By Vikas Vaidya :
With more number of students getting attracted to emerging branches like Artificial Intelligence, Machine Learning, Data Sciences etc, this year, the admissions in engineering colleges in Maharashtra rose to 82 per cent. This year, 1,49,078 students took admission against total intake of 1,80,170.
For last three years, the seat vacancy issue seems to be waning. The vacancy is decreasing constantly. In 2023-24, the total intake was 1,58,585 and 1,18,037 students took admissions through Centralised Admission Process, conducted by Maharashtra Common Entrance Test (CET) Cell. In 2024-25, total 1,49,078 students took admissions against the total intake of 1,80,170. This year, more than 1.6 lakh students had applied for admissions to various courses being run by engineering colleges in State. The response itself was overwhelming. Last year too, the number of students applying for various engineering courses had crossed 1.55 lakh.

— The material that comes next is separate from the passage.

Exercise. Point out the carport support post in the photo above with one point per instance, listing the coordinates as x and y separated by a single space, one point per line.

This year, more girls have opted for engineering courses.
s compared to last year’s 38,626 girl students, this year 52,751 girls preferred engineering courses over other courses. Last year, 79,411 boys had taken admission. This year the number reached 96,326.
Three years ago, many engineering institutions had to down their shutters as seat vacancy crossed 60%. But situation has changed now. If one takes a look at the reasons then one would notice that seats filled are in branches like Computer Engineering, Information Technology (IT), Artificial Intelligence (AI), Machine Learning (ML), Data Sciences (DS). In last three years, most colleges surrendered the seats of Mechanical, Civil, Electronics branches and opted for AI, ML etc.
There was a time when engineering courses reported vacancies to the extent of 85%.
This year, boom in technology sector made students to opt for technical education. Secondly, many colleges have acquired autonomous status, many received excellent grade from National Accreditation and Assessment Council (NAAC). Most colleges have improved upon the tie-ups with
multinational companies for jobs to their students. Many colleges were lacking in quality because of which students used to prefer only a handful of institutions. This, also, was the reason behind many seats remaining vacant
Last year, 40,548 seats remained vacant while this year the number of vacant seats reduced to 31,092. The number of admissions last year reported were 74.43% while this year it rose to 82.74%.
One more reason for falling out was the saturation in job market in manufacturing, infrastructure and real estate sectors. Post-COVID-19 pandemic situation gave this discipline a new thought--introduction to advanced technology courses.